TYLER, TX (KLTV) - High school athletes all over the country receive significant athletic scholarships each year from NCAA Division I universities. With head coaches making millions of dollars, and NCAA TV deals bringing in billions more, many student athletes want a piece of the cut. East Texas sports took a look at a great debate, should the student athlete be treated like an employee?

Is a full ride scholarship enough for a college athlete? Or do they deserve more? Those are a few questions that have the sports world talking and it's something football players from Northwestern University have acted on.

In March, the National Labor Relations Board ruled in favor of the Northwestern football players who are attempting to form a union. But, things are at a stand-still. The university appealed and asked the U.S. Labor Agency to review the decision made by one of its regional directors.

The Northwestern football team did vote on April 25th on whether they wish to unionize and become employees of the university or not. Because of the on-going appeal process though, we won't know the results for quite some time.

So, should college athletes benefit by being an employee, or is their free education enough? It depends who you ask. "My scholarship was  never enough, and I barely met ends at the end of the day," former Northwestern Louisiana football player Destry Hasskew said.

APEC director Bobby Stroupe who trains college and pro athletes added,"They get an opportunity to live somewhere, they get free food, and they get an education,"  "Kids dont need money, they need money and an education." Former Cowboys wide receiver Kevin Williams said," All college players are broke, all college students are broke, just pay the guys."

Another benefit the pro-union football players would like to receive is long term medical care if they were to suffer a career ending injury while in college. Most former players support that stance.

"Injuries like head trauma and stuff like that which is going to linger on into your further life then I think they should help compensate for those type of injuries," former Texas A&M Kingsville football player Cornelius Shackleford said. Hasskew added,"They take care of your injuries while you are in college, but once you are gone, you dont get taken care of anymore. I have a shoulder injury now that I have to deal with on my own."

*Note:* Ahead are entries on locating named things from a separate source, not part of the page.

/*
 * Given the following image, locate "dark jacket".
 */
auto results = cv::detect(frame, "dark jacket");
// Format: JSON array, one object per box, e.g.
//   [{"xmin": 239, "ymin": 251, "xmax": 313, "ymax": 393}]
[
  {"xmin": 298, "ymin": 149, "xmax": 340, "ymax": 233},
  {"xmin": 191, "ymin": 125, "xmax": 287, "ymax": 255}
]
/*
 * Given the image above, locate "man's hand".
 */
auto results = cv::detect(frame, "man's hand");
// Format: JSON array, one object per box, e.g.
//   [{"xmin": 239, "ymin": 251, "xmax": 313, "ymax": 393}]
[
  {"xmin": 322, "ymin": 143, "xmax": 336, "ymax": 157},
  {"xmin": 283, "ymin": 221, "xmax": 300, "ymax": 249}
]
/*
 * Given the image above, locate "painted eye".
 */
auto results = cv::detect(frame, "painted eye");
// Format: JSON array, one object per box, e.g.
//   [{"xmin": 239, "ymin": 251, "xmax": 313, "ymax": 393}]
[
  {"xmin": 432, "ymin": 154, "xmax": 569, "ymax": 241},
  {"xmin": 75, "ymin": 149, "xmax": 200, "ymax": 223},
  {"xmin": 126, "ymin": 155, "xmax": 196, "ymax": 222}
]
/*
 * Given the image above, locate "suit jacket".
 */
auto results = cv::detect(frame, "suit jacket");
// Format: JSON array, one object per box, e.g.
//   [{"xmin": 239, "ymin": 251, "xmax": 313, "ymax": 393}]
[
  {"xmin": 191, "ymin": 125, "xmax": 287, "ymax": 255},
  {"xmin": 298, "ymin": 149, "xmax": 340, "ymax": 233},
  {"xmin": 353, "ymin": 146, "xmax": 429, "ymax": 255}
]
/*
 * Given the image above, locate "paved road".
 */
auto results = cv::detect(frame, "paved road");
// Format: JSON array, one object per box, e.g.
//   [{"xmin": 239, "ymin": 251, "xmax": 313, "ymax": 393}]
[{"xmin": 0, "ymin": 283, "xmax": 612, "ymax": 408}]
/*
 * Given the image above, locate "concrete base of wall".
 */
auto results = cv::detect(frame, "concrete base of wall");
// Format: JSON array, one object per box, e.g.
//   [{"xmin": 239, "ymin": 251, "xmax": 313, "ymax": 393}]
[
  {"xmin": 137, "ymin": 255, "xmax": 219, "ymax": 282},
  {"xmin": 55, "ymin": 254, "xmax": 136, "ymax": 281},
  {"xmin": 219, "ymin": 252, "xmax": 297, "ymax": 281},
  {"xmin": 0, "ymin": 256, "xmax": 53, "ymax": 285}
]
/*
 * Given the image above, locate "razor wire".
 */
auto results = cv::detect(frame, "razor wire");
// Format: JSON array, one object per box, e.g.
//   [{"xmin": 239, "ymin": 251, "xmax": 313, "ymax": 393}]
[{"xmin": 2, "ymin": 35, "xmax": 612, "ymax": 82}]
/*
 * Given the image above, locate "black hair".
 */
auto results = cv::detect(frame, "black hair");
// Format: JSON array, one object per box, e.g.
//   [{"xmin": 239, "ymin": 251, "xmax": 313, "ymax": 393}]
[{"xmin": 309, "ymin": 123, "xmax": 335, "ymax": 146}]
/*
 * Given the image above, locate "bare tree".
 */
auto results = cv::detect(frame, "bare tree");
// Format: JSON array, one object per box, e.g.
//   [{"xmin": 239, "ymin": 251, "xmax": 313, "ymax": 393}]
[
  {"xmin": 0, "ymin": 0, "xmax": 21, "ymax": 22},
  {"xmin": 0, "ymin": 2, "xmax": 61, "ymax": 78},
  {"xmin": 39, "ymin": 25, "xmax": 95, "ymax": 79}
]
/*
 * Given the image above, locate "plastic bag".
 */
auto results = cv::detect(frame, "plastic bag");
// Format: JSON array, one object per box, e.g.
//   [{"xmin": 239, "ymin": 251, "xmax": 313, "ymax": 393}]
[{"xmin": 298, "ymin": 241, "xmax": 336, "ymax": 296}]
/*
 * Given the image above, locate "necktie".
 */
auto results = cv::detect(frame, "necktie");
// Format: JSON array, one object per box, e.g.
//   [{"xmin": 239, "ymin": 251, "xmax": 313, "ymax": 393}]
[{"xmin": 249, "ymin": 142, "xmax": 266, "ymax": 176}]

Athletes need to keep in mind, becoming an employee instead of a student athlete means the university could fire you, thus putting your education in danger. "That's what you don't want to lose, to have a chance to get an education," Texas head coach Charlie Strong said. "So, you look down the road, what is going to take you a long way? That education will.

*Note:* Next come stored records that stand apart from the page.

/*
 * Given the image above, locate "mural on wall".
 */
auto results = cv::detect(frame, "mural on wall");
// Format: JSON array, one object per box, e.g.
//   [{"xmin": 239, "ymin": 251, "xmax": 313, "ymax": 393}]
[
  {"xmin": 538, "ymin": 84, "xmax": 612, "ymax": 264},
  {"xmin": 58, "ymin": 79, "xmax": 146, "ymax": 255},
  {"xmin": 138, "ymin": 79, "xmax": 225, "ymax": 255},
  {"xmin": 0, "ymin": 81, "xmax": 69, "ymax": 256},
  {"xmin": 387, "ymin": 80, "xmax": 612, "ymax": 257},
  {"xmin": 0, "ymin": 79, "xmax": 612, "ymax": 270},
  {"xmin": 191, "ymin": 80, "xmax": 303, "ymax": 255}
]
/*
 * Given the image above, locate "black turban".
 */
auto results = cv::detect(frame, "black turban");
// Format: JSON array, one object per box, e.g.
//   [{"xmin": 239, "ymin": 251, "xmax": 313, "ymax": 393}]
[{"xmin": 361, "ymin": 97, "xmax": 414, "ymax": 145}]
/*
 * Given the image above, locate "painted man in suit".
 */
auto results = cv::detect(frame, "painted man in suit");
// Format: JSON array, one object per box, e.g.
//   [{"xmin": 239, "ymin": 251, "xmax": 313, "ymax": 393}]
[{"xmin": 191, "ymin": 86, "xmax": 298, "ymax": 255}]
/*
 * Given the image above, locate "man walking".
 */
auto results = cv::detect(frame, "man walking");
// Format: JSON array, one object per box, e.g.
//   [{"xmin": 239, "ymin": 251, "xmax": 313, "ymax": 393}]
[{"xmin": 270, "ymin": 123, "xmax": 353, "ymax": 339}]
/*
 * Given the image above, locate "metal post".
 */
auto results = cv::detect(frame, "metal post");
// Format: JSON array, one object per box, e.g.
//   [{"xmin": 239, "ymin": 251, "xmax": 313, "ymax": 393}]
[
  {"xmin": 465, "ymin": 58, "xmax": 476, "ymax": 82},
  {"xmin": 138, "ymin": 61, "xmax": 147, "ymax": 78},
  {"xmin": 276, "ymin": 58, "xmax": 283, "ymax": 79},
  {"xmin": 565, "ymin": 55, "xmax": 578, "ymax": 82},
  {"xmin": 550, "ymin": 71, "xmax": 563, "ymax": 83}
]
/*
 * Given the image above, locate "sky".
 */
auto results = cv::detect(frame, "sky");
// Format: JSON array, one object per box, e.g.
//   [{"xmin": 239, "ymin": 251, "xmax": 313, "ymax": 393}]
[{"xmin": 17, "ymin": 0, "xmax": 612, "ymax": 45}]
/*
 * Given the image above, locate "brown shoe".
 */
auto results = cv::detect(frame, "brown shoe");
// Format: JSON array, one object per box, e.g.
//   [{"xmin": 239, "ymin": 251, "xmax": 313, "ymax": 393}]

Shackleford added," A lot of people get by because of a scholarship even though they don't produce as much, but they can't get fired because they are on their scholarship and they are getting their school paid for." He went on to say,"If you are an employee though, you could get fired and your scholarship is over and your parents would have to find a way to pay for your school."

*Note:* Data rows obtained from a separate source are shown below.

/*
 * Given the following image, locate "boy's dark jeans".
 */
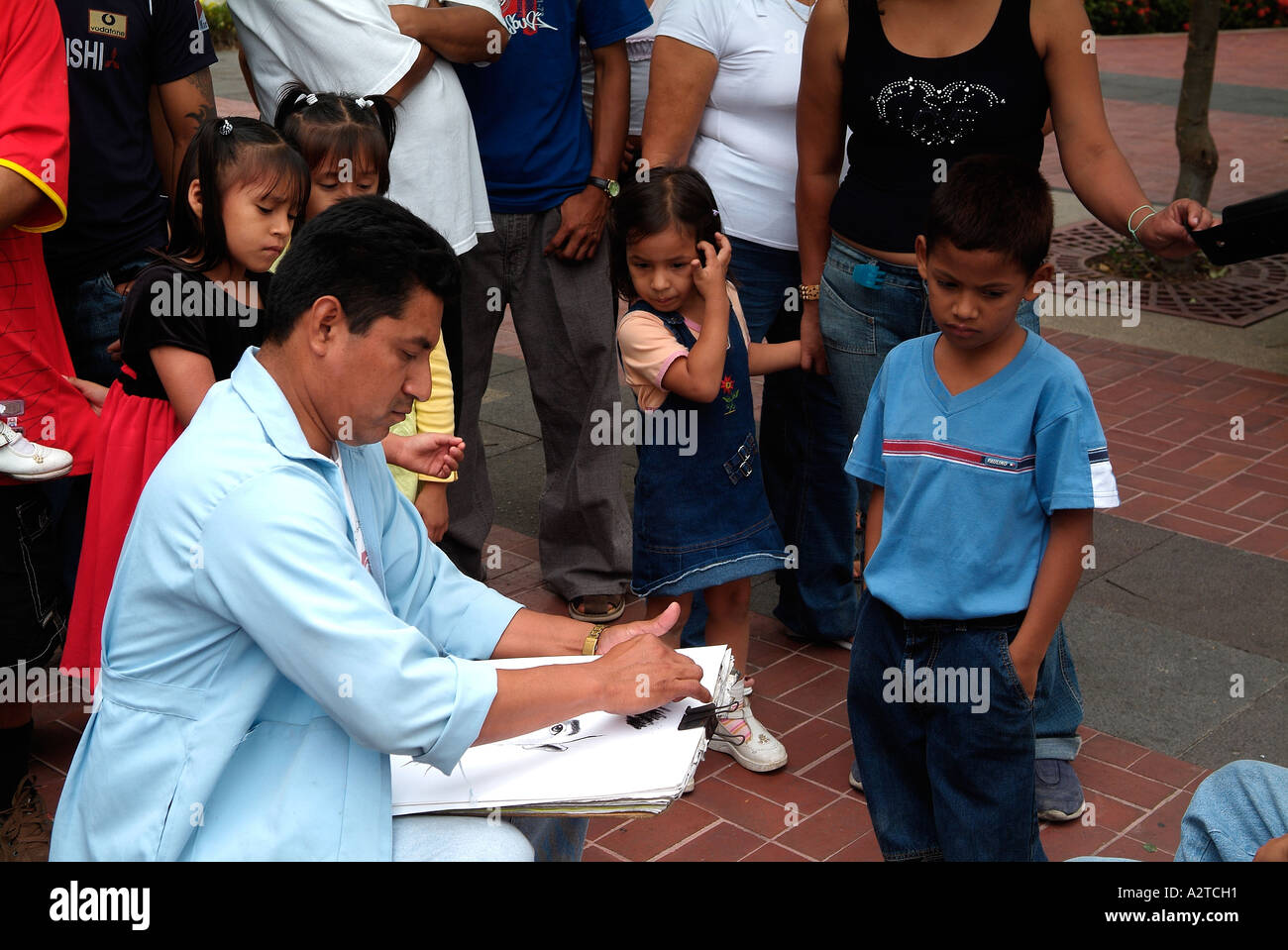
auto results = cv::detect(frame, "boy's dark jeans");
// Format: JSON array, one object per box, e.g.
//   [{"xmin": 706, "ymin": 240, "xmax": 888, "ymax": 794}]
[{"xmin": 847, "ymin": 590, "xmax": 1046, "ymax": 861}]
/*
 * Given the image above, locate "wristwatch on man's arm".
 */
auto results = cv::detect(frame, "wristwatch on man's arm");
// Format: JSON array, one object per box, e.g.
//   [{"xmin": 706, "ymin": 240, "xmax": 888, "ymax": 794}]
[{"xmin": 587, "ymin": 175, "xmax": 622, "ymax": 198}]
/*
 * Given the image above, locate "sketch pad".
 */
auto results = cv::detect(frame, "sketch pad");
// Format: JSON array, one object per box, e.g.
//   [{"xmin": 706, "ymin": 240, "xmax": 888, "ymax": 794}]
[{"xmin": 390, "ymin": 646, "xmax": 733, "ymax": 815}]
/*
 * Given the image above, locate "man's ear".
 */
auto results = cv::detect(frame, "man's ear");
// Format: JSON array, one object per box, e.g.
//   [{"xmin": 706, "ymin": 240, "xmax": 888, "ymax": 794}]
[
  {"xmin": 1024, "ymin": 262, "xmax": 1055, "ymax": 300},
  {"xmin": 188, "ymin": 177, "xmax": 202, "ymax": 222},
  {"xmin": 913, "ymin": 235, "xmax": 930, "ymax": 280},
  {"xmin": 301, "ymin": 295, "xmax": 345, "ymax": 357}
]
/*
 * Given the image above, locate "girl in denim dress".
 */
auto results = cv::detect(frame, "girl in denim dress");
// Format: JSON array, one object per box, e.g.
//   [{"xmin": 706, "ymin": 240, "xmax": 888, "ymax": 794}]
[{"xmin": 610, "ymin": 167, "xmax": 800, "ymax": 773}]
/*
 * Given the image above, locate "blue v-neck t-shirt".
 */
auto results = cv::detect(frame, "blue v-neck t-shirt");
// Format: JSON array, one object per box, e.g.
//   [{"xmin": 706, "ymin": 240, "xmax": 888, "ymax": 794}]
[{"xmin": 845, "ymin": 331, "xmax": 1118, "ymax": 619}]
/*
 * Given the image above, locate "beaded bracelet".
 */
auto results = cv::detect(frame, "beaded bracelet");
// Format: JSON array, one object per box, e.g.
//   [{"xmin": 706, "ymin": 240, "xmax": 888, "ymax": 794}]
[{"xmin": 1127, "ymin": 205, "xmax": 1158, "ymax": 247}]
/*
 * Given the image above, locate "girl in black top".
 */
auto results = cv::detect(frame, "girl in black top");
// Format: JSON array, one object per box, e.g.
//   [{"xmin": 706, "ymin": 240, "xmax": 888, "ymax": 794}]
[{"xmin": 63, "ymin": 117, "xmax": 309, "ymax": 668}]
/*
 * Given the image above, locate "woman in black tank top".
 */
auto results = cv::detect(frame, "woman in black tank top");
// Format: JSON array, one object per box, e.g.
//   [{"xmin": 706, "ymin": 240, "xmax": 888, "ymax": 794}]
[
  {"xmin": 796, "ymin": 0, "xmax": 1212, "ymax": 385},
  {"xmin": 796, "ymin": 0, "xmax": 1212, "ymax": 820}
]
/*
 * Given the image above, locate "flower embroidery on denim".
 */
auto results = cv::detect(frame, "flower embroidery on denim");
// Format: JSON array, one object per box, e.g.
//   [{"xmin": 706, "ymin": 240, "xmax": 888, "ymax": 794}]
[{"xmin": 720, "ymin": 375, "xmax": 738, "ymax": 416}]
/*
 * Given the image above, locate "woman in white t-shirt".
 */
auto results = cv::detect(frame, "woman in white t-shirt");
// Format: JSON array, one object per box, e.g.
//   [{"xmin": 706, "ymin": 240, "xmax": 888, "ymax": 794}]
[{"xmin": 643, "ymin": 0, "xmax": 858, "ymax": 646}]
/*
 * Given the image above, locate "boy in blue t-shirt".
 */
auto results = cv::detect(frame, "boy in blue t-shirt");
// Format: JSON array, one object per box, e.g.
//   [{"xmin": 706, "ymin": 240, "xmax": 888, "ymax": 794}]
[{"xmin": 845, "ymin": 156, "xmax": 1118, "ymax": 860}]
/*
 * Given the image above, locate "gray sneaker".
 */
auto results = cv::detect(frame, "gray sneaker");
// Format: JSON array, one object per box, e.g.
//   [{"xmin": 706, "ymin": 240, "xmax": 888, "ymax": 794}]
[{"xmin": 1034, "ymin": 758, "xmax": 1087, "ymax": 821}]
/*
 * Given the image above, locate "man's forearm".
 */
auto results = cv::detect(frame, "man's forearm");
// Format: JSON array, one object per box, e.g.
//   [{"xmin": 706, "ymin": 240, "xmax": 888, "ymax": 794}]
[
  {"xmin": 474, "ymin": 659, "xmax": 602, "ymax": 745},
  {"xmin": 590, "ymin": 40, "xmax": 631, "ymax": 177},
  {"xmin": 408, "ymin": 6, "xmax": 510, "ymax": 63},
  {"xmin": 492, "ymin": 607, "xmax": 590, "ymax": 659},
  {"xmin": 0, "ymin": 166, "xmax": 46, "ymax": 235}
]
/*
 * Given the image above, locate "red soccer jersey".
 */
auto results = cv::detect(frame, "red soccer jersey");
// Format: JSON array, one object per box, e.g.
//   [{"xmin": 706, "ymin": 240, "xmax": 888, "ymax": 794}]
[{"xmin": 0, "ymin": 0, "xmax": 98, "ymax": 484}]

Most agree a union will actually never be formed. However, former college and pro stars including former Cowboys and Texas A&M cornerback Kevin Smith feels there are a few steps the NCAA can take to better the life of a college athlete. "Maybe create a clothing allowance or create a grooming allowance," Smith said. "You just create a pool of money that you can give to the kids."

Former Cowboys linebacker Dixon Edwards added,"As far as improving the life of the athletes while they are there, I do think the colleges owe that to them because there is a lot of money being made."

Regardless of how the vote turns out, the College Athletes Players Association will likely continue to push the idea of unionization, possibly changing the landscape of college athletics.